Not that Summit Engineering Corp.

is a small-time outfit.

Anything but.

With annual billings of $10 million, it has ranked in the 400 biggest engineering design firms in the nation.

Its staff totals 130 about 100 in Reno, the remainder at offices Las Vegas, Elko and Ely.

Most of northwest Reno from McCarran Boulevard to Verdi was designed and engineered by the company.

So was Double Diamond Ranch in south Reno.

So were gold mines in eastern Nevada, casinos in Las Vegas, Laughlin and Reno and the Alturas transmission line that brings power to Reno from the northwest.

As the company this month marks its 25th anniversary, seven design teams work at the company's Reno headquarters creating plans for more major subdivisions throughout the region.

Elsewhere in the office, employees work on projects ranging from soils analysis to photogrammetry to the acquisition of water rights.

The breadth of services provided by the company is rare, Gallagher said, but he and Executive Vice President Don McHarg long ago set a limit on the services the company will provide.

"We're not going to jump into anything that we personally don't know anything about," Gallagher said.

And the company won't handle every large-scale land development project that comes its way.

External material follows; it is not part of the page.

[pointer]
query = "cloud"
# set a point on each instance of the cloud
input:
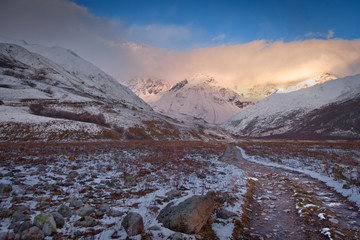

"If we don't believe in a project as good for the community, we won't take it on," said Gallagher, who added that the company isn't afraid of political controversy that sometimes surrounds some of its biggest proposals.

This isn't, however, a slick consulting company.

No one wears a tie in the office.

Gallagher, who grew up in a well-known Elko ranching and business family, props up his cowboy boots in an office surrounded by hunting trophies.

"Out in the public, we're known as a bunch of cowboys," Gallagher said.

"And that's just fine." That informal, Nevada-centric style is one that

Gallagher and McHarg have worked hard to maintain ever since they were part of a group of four who launched the firm from Gallagher's kitchen table in 1978.

(They bought out the other two founders in 1981.) The company grew rapidly almost from the start, winning a contract to do the master plan for the 3,000 acres of Northgate shortly after it was created.

But as the company's billings sometimes grew by as much as 30 percent a year, Gallagher pulled in the reins.

"It's easy to grow too fast," he said, explaining that his management style relies on the personal touch knowing employees, knowing the names of their spouses.Whenever he started losing that touch, he knew the company was getting too big.

The company is built, too, on hiring recent college and high school graduates, putting up with their mistakes in order to benefit from their creativity, and helping them progress through careers.

"Let people go ahead and be who they are," Gallagher said.

With a laugh, he said his management style has been developed by trial and error.

"In 25 years, you do a lot of trials and make a lot of errors."

As Gallagher builds desks for designers and engineers he can't find anything on the market that meets the company's needs McHarg takes care of employees' computer needs.

And Gallagher remains one of the company's chief visionaries, drawing out large-scale plans for developments that stretch across hundreds often thousands of acres.

Again, he's a hands-on guy.

He bumps around sagebrush country before he sets to work, making certain that he doesn't plan a street to runs off a cliff.

"It's never the same," he said.

"The land is different.

The project is different."

The company's workload, which some in the building industry view as a good indication of things to come, has been exceptionally heavy in recent months.

"We're running about as strong as we've ever been," Gallagher said.

Perhaps the most remarkable thing about the company's track record? It hardly sells at all.

Its last sales brochure, for instance, was printed 13 years ago.